Gère-Belesten, 30 octobre 25, 15h45

sur la route, béret grand bâton, pas de chien alentours, il débouche à vélo d’un chemin à droite, deux brebis puis trois puis un troupeau entier dernière lui, un chemin à gauche, ils disparaissent, la lumière est belle

jeudi 30 octobre 2025

Conversation (55)

 - J’ai vu Manal dans le bus, tu vois qui c’est ? à peine reconnue, incroyable ce qu’elle a changé, élégante, gracieuse, pantalon noir et chemisier ivoire fluide, en première année de médecine. - Sûr, de celles qu’on n’oublie pas, en guerre contre le monde entier et tout le temps une tête de petite à qui on vient de prendre sa poupée

mardi 28 octobre 2025

Petites choses (127) qui réjouissent le cœur

posé sur la rambarde du balcon, une première fois, à peine le temps de le saluer, il s’envole déjà, un rouge-gorge 

lundi 27 octobre 2025

conversation (54)

c’est vrai qu’au plus petit pet en travers je suis chez lui [le généraliste] et tu sais ce qu’il m’a dit la dernière fois, elle rit, un grand rire joyeux, Un jour tu vas finir par m’amener ton chat ! 

dimanche 26 octobre 2025

Lu et vu (154)

 Lu

Eden d’Audur Ava Olafsdóttir

La montagne et les pères de Joe Wilkins

« À peine quelques mois plus tard, ma mère nous fait asseoir à la table de la cuisine et nous apprend que mon grand-père a vendu le ranch.
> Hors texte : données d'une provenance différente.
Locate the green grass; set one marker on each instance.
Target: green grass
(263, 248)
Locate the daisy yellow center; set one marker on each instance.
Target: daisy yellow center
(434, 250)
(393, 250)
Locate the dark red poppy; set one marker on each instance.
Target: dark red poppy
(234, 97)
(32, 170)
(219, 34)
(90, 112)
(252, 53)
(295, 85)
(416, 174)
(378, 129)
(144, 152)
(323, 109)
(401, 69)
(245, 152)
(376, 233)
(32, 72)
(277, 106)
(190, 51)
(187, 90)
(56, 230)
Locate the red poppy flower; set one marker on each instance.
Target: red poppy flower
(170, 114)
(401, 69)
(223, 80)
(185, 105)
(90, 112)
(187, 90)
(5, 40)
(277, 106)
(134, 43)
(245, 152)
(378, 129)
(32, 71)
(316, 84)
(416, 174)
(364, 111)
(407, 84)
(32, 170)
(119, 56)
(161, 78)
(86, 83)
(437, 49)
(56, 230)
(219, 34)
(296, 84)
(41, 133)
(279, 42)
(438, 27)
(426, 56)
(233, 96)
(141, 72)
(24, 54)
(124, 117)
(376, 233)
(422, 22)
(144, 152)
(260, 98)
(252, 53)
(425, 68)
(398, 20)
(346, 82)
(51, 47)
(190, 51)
Sans en parler à personne, ni à ses fils ni à sa fille, mon grand-père a décidé de vendre le ranch familial, de ne garder que quelques hectares pour y faire paître une poignée de bêtes. Nul ne sait quoi dire.

À travers leurs diverses absences, à travers la culpabilité qu'ont fait naître ces absences, mes oncles téléphonent et téléphonent encore. Ma mère pleure et pleure encore, puis elle loue à son tour les champs de luzerne. Tout le monde, semble-t-il, a le cœur brisé.

Sauf moi. Personne - surtout pas mon grand-père, qui me pose tous les jours des questions sur mes résultats scolaires, sur mes lectures du moment, qui me dit d'étudier davantage encore - ne m'aurait obligé à reprendre le ranch, mais je l'aurais pourtant fait, ou mon frère l'aurait peut-être fait, mu par un sentiment déraisonné et sacré du devoir, par un chagrin mal placé. Mais voilà - voilà que mon grand-père m'a libéré. Alors je lis, et je lis encore, et je tombe amoureux de mondes que je n'ai jamais vus. Je fais des projets de voyages, je parle en toute honnêteté d'universités potentielles, comme si nous avions les moyens de m'envoyer dans un de ces établissements, n'importe lequel de ces établissements, et mon grand-père regarde une succession d'hommes signer les papiers et tenter leur chance avec notre ferme. Il vérifie s'ils entretiennent les clôtures, s'ils vont aux champs avant le lever du soleil, et quand ils finissent par s'en aller - ils finissent toujours par s'en aller - il secoue la tête.

- Ton père aurait raclé tous les fossés dès le mois d'avril et il aurait eu sa première moisson en mai, dit-il avant de s'éloigner avec un chargement de piquets métalliques flambant neufs, verts et brillants dans la lumière de l'aube, pour aller réparer les clôtures autour du peu de terres qu'il lui reste.» (p 138, 139)


Vu


Dahomey de Mati Diop

vendredi 24 octobre 2025

à la boulangerie (14)

sourire engageant de la jeune vendeuse, Je vous le tranche ? une moue Je préfère pas, les tranches sont toujours tellement fines, Je peux faire plus gros, j’ai la machine, il suffit de lui demander, ça vous va ça ? Oui ? alors la prochaine fois vous demandez  1,5, autre jour, autre vendeuse, cinquante ans passés, un rien revêche 1,5 ? mais ça existe pas 1,5, qui qui vous a dit ça ? Ah !  la collègue, sur son visage, une ombre et l’imaginer penser Cette gourde normal, elle se reprend Ça s’arrête à 20 mm, en général les clients, ils prennent 12 alors pour vous aussi 12 ?

jeudi 23 octobre 2025

Petites choses (126) qui émeuvent

 Un mineur isolé, une référente, les vacances, il l’appelle parfois, besoin de rien en particulier, juste Tu es là ? elle est là, il raccroche.